Toki Wright has worn a lot of hats: artist, activist, The Current host, and most recently, educator; he spent years as the Department Head of Hip Hop Studies at McNally Smith and is now the Chair of Professional Music at Berklee College of Music. This week, he called up The Current's Jill Riley to speak on injustice, white silence, and the hard truths of "being Minnesotan."

Wright has spent most of his life in the Twin Cities. He came up through Minneapolis Public Schools and the University of Minnesota; signed to Rhymesayers for his debut solo album in 2009; then released the album Pangaea with producer Big Cats in 2014. Even after moving to Boston in 2018, he says, "I never left Minneapolis. I'm back frequently."

All this to say, he's intimately familiar with the beauties and shortfalls of the Twin Cities. In his interview with Jill, he speaks on the location of the city's garbage plant (downtown, right by North Minneapolis) and scrap yards (North Minneapolis contains several). He brings up racial disparities and redlining. He says, "We [Minnesotans] have the worst disparities in the country. These things that people have been crying out forever, and they've been downplayed and pushed back on."

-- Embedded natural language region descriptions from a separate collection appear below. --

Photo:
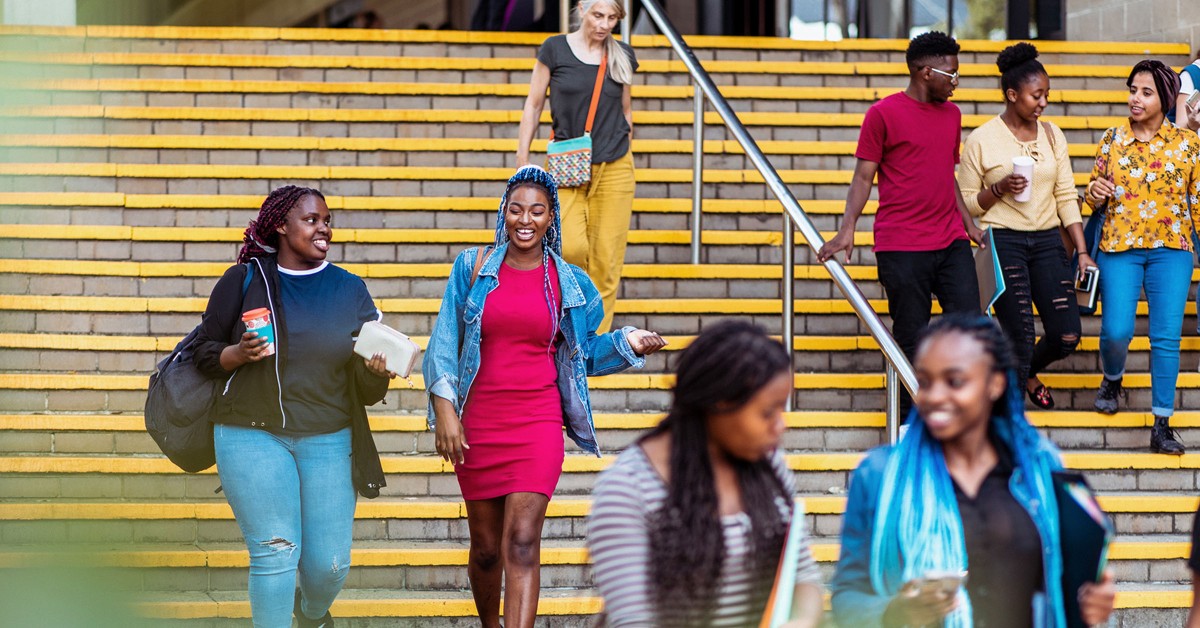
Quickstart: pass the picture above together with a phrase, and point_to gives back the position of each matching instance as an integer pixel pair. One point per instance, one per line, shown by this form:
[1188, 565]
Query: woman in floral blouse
[1146, 179]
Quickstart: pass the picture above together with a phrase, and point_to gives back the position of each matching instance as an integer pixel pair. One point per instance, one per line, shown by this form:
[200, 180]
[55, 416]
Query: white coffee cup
[1023, 166]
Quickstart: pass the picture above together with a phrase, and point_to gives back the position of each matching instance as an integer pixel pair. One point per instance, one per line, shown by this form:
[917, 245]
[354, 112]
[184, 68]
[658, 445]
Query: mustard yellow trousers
[595, 227]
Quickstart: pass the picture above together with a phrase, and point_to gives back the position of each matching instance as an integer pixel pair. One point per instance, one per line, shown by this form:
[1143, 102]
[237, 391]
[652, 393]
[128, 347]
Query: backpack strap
[245, 282]
[481, 255]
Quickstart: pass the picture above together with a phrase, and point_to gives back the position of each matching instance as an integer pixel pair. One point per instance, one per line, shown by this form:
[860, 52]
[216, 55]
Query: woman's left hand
[1096, 599]
[645, 342]
[378, 365]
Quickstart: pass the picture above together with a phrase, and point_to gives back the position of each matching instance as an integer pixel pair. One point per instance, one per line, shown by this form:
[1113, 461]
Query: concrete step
[454, 153]
[407, 434]
[498, 124]
[306, 94]
[441, 566]
[124, 477]
[207, 518]
[355, 42]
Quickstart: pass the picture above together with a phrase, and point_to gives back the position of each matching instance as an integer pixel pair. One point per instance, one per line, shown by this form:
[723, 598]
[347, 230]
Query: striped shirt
[618, 539]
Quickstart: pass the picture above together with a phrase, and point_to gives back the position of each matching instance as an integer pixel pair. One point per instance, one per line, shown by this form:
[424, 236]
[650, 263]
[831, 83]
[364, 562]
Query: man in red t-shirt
[911, 141]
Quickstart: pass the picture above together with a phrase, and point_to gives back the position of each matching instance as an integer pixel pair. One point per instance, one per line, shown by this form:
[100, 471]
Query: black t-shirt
[1003, 550]
[1194, 560]
[571, 83]
[325, 307]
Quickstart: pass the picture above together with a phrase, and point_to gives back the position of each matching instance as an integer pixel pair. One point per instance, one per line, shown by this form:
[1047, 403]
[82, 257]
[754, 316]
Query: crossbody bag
[569, 161]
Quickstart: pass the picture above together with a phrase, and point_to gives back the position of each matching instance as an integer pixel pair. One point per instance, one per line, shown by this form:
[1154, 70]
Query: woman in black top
[292, 411]
[595, 215]
[965, 490]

This spring, as George Floyd joins the too-long list of BIPOC people who have been killed by police officers, many formerly silent people are having to face the injustice inflicted upon their neighbors. "It's a very pick-a-side moment," Wright says. "Either you see it and you want to do something about it, or you see it and you don't care [...] This is the moment where you have to choose."